The Winter 2006-2007 issue of egards, a French-Canadian conservative journal, contains an article by editor Jean Renaud, "The conservative French-Canadians and the Destiny of America: The lesson of Edmund Burke." The article analyzes what the author sees as the various contemporary intellectual pathologies, including the belief, according to opinion polls, of the English, Canadians and Mexicans that George Bush is a greater threat to world peace than is Iran's president Ahmadinejad. But then Renaud acknowledges that they are right, and his argument seems convincing:
In the 1930s also, persons of good intentions accused this flamethrower [lit. cannon-igniter] Winston Churchill of being the principal danger towards world peace. In a sense, these people were correct. Churchill, in opposing Nazism, menaced world peace, a peace of which the terms had been defined by Hitler. The rejection of tyranny and the resistance to totalitarianism have always been a grave menace to world peace.

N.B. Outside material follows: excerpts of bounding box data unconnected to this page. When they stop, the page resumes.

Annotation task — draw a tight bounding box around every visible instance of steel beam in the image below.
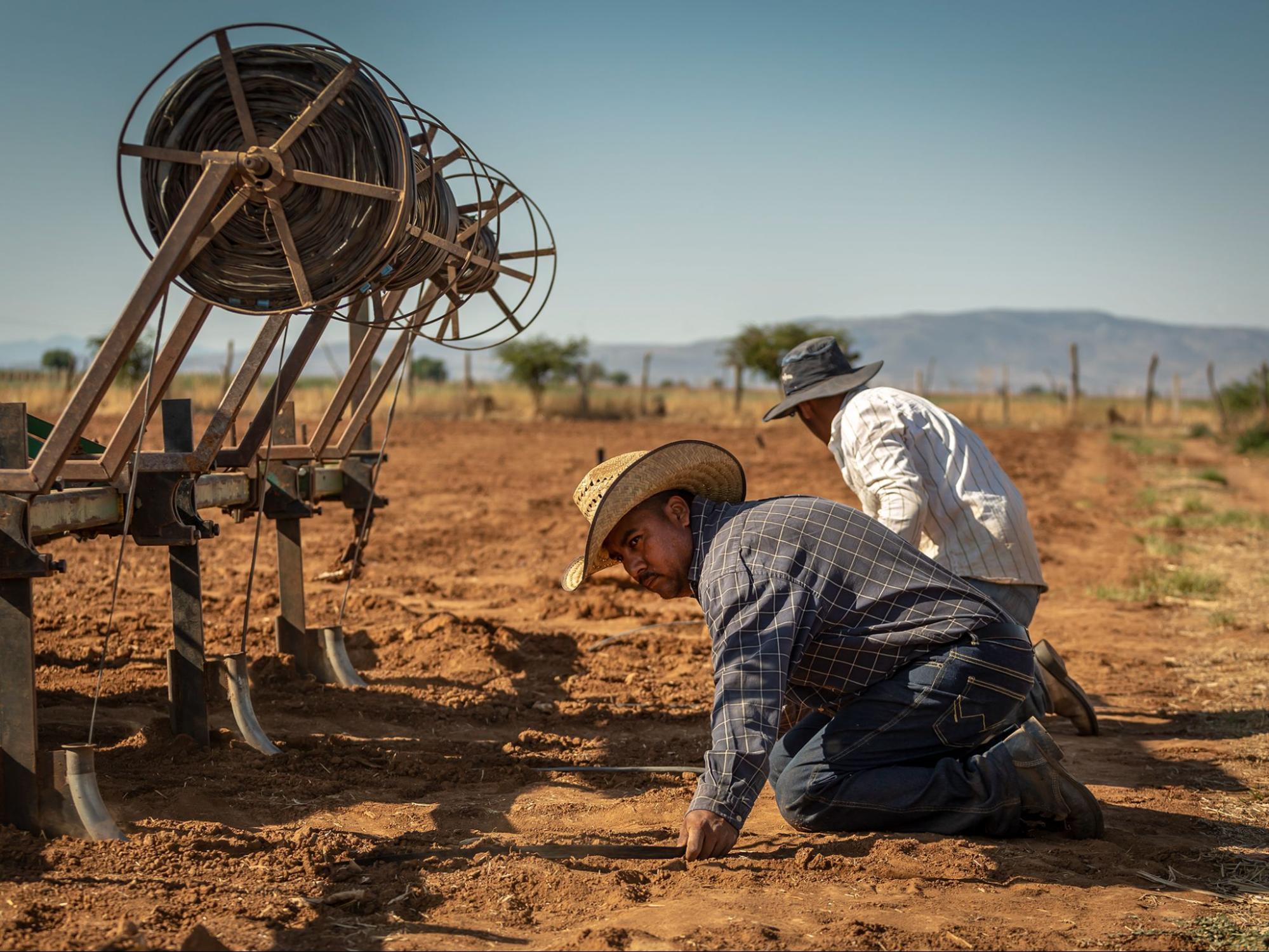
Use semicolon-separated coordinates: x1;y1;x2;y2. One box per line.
0;159;235;493
0;404;39;830
163;400;211;748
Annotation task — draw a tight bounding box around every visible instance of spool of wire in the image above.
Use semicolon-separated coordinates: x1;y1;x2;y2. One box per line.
455;222;498;294
383;151;458;291
138;44;411;314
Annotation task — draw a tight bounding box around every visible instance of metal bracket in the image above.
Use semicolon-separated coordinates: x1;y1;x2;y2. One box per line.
339;453;389;512
0;493;66;579
128;471;220;546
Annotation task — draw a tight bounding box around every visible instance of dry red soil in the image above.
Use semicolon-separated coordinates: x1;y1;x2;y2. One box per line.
0;419;1269;949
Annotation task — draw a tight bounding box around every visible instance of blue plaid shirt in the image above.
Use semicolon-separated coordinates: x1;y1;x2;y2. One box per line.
688;496;1005;829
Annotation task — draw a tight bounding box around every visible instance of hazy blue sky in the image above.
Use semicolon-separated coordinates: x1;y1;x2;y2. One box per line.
0;0;1269;355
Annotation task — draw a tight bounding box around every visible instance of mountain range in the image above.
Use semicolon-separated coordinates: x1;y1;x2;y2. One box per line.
0;308;1269;395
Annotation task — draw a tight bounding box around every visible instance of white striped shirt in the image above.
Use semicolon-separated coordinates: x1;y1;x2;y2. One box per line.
828;387;1048;589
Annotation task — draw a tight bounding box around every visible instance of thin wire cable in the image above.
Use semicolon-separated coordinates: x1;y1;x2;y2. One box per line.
88;288;169;744
335;331;415;627
239;315;291;655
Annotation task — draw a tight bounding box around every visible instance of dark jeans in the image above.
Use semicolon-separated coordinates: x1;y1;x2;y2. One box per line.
966;579;1053;721
770;635;1034;836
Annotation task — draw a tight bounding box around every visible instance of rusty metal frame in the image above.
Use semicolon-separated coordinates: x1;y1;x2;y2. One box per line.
0;157;236;493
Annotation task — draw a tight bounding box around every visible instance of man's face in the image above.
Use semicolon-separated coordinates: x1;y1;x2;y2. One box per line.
604;496;691;598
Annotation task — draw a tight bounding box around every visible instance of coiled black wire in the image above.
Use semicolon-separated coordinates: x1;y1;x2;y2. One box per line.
383;151;458;291
455;216;498;294
141;44;411;312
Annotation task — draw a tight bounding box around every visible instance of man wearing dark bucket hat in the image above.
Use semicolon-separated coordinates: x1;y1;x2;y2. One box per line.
762;338;1098;734
562;440;1103;859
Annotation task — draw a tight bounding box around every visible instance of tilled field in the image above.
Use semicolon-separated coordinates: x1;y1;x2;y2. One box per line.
0;419;1269;949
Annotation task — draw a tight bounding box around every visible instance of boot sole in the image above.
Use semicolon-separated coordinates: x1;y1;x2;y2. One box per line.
1023;717;1106;839
1035;641;1101;736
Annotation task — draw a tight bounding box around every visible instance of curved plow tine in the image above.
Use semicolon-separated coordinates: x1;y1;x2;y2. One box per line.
57;744;127;840
317;625;367;688
217;651;282;757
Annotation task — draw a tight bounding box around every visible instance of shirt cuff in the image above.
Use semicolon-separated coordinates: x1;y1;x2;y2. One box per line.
688;782;754;830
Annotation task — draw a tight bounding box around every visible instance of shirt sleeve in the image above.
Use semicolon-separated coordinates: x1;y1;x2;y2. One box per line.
688;575;814;829
844;405;929;546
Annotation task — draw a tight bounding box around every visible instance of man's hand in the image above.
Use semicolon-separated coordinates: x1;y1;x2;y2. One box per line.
679;810;740;859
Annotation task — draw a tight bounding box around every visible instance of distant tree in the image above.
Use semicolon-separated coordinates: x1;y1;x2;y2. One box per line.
1221;371;1264;414
39;347;75;374
410;357;449;383
498;338;588;416
723;321;859;383
88;333;155;383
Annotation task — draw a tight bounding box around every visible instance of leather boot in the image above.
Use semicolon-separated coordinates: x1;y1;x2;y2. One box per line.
1035;641;1098;735
1000;717;1105;839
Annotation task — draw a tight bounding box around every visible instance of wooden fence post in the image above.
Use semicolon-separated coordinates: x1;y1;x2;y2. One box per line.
1066;341;1080;423
1207;360;1230;433
1146;354;1159;426
1260;360;1269;423
638;353;652;416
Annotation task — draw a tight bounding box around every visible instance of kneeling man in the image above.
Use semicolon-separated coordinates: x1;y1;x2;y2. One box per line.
562;440;1103;859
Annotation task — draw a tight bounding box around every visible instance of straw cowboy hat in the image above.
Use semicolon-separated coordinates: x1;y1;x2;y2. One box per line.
560;439;745;592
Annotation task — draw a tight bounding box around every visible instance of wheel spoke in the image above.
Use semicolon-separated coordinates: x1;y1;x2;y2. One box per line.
458;198;498;215
498;248;555;261
410;122;441;150
216;29;260;146
489;288;524;334
273;60;362;152
180;185;251;270
119;142;203;165
269;195;314;307
414;146;466;185
406;225;533;282
458;190;523;241
288;169;401;202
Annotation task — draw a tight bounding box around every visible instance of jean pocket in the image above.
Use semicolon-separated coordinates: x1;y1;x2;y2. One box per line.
934;675;1024;748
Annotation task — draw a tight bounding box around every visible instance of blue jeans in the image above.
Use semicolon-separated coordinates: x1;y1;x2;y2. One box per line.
966;579;1053;721
770;636;1034;836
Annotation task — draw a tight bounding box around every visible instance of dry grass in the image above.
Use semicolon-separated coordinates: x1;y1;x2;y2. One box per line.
0;373;1216;432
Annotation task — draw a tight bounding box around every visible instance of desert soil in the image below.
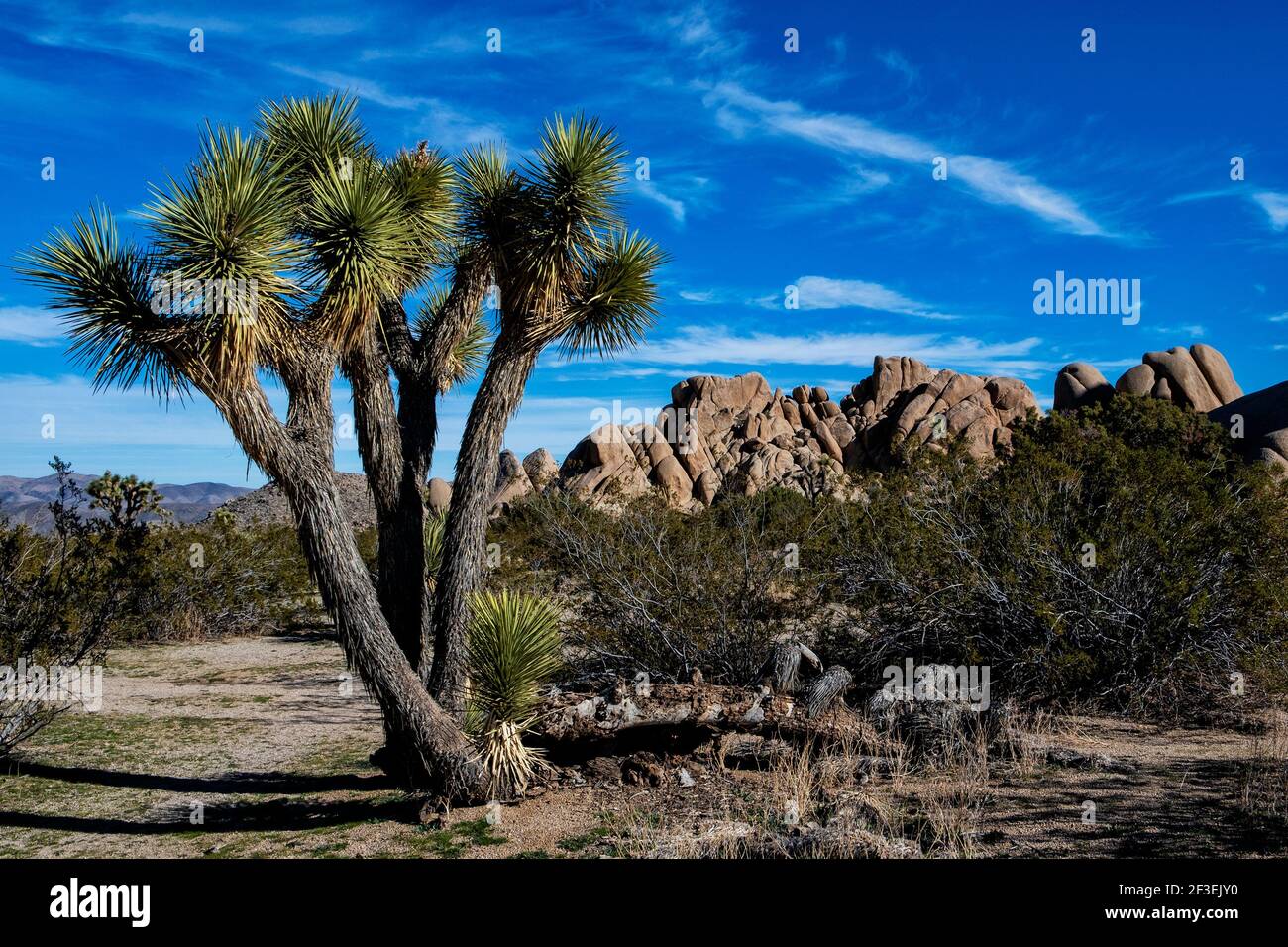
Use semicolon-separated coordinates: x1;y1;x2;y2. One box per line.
0;638;1288;858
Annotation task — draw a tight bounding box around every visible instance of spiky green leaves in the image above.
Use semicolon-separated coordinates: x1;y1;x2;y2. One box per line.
460;115;665;356
467;590;562;796
143;126;301;373
559;233;666;359
259;93;375;194
18;207;184;394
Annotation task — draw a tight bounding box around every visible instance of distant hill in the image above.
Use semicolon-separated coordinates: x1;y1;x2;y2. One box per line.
0;474;252;530
211;472;376;530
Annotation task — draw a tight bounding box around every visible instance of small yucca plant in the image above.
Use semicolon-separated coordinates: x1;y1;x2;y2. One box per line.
465;590;562;798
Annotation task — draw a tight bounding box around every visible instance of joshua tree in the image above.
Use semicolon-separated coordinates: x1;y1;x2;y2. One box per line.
85;471;170;530
22;95;664;797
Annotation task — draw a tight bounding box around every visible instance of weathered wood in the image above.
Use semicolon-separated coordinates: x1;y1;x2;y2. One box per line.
531;683;858;759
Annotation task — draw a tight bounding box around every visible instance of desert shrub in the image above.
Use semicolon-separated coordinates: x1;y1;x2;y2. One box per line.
838;397;1288;716
0;458;147;756
113;515;326;642
498;491;836;684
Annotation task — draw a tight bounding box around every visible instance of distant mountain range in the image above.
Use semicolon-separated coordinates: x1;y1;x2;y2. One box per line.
0;474;252;530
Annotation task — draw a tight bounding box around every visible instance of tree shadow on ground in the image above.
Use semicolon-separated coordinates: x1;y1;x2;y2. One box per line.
0;760;395;795
0;797;417;835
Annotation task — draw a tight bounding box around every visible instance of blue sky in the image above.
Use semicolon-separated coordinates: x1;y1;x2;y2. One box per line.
0;0;1288;485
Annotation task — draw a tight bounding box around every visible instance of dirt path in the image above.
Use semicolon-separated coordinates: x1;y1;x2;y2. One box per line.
0;638;1288;857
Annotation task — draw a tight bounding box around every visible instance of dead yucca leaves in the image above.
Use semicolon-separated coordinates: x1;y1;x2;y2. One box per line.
465;590;562;798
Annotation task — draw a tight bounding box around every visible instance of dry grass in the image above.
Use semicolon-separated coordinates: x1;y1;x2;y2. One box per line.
1240;710;1288;819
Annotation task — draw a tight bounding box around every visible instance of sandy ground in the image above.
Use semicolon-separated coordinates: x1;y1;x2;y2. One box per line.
0;638;1288;858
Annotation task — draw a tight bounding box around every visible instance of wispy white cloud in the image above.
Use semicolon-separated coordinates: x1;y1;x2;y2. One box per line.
704;82;1113;236
666;3;747;59
283;16;366;36
0;305;63;346
121;13;246;34
765;275;961;320
277;63;506;151
1163;185;1288;231
877;49;921;85
632;177;686;224
1252;191;1288;231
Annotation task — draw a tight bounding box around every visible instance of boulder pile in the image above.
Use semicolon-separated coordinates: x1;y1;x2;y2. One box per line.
1055;343;1243;414
557;357;1039;509
1055;343;1288;473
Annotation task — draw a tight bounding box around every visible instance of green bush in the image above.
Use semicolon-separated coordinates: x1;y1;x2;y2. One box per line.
0;458;147;756
838;397;1288;716
115;517;329;642
493;489;842;684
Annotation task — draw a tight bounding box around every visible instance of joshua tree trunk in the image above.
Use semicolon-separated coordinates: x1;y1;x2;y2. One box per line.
282;469;484;800
202;351;485;801
426;339;537;717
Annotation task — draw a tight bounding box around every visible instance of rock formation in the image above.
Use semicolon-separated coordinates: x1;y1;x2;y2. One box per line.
559;359;1038;507
1115;343;1243;414
841;359;1040;469
1208;381;1288;474
1055;362;1115;411
1055;343;1288;473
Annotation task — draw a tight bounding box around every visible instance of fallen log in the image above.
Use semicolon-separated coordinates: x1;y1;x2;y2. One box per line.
529;681;860;762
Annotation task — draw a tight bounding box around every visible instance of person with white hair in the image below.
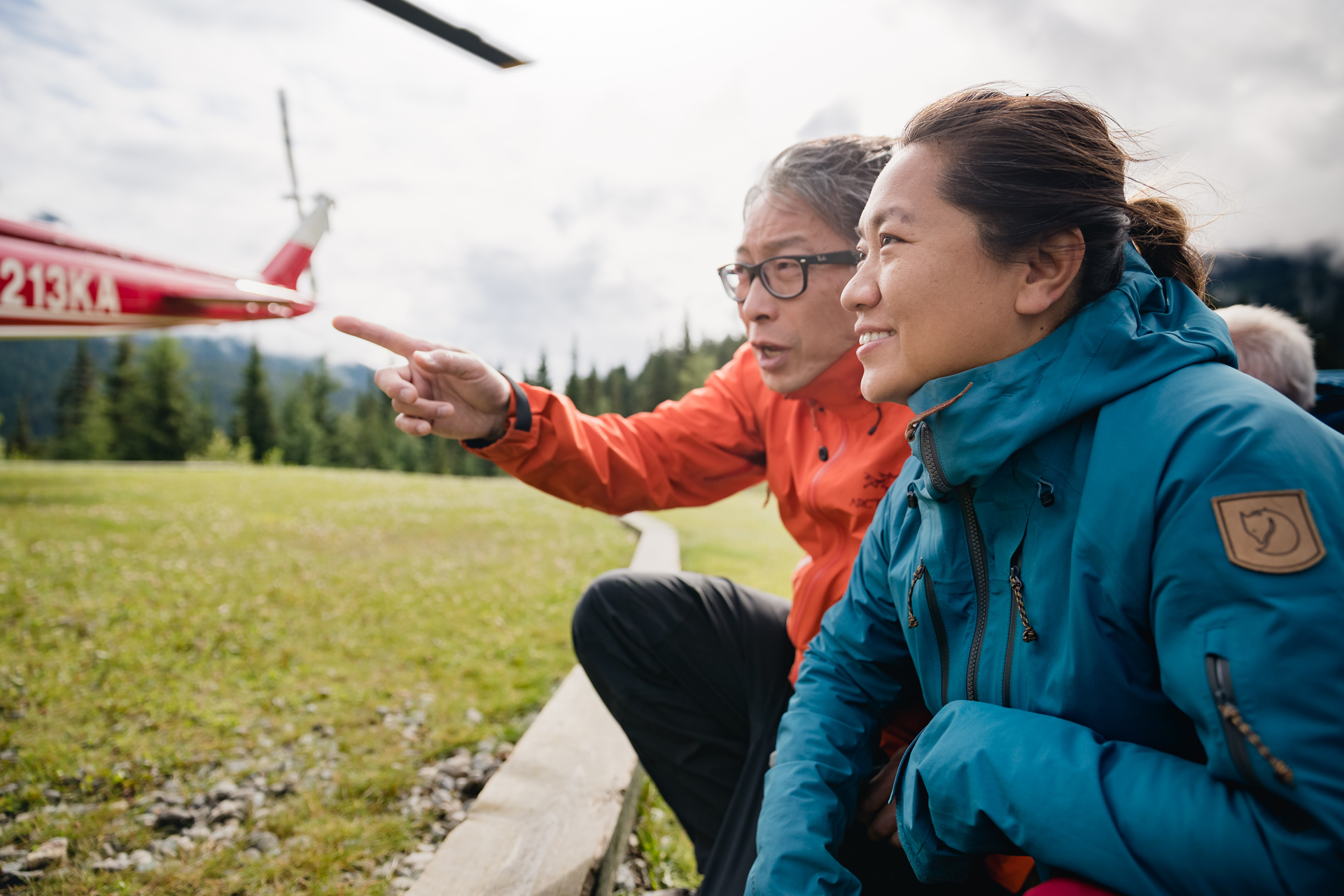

(My translation for the text and the title.) Many thanks to the VC readership for informing me, and, I hope, others, about the fine journal, with which I do not always agree, but which does have a vivid appreciation of the importance of Western Civilization resisting Islamofascism. BTW, the article never discusses Israel, but it seems to me that the point about polls regarding Bush as a menace is also apt regarding the polls showing that many Europeans regard Israel as a greater threat to world peace than Iran (or, more precisely, than Iran's dictatorship).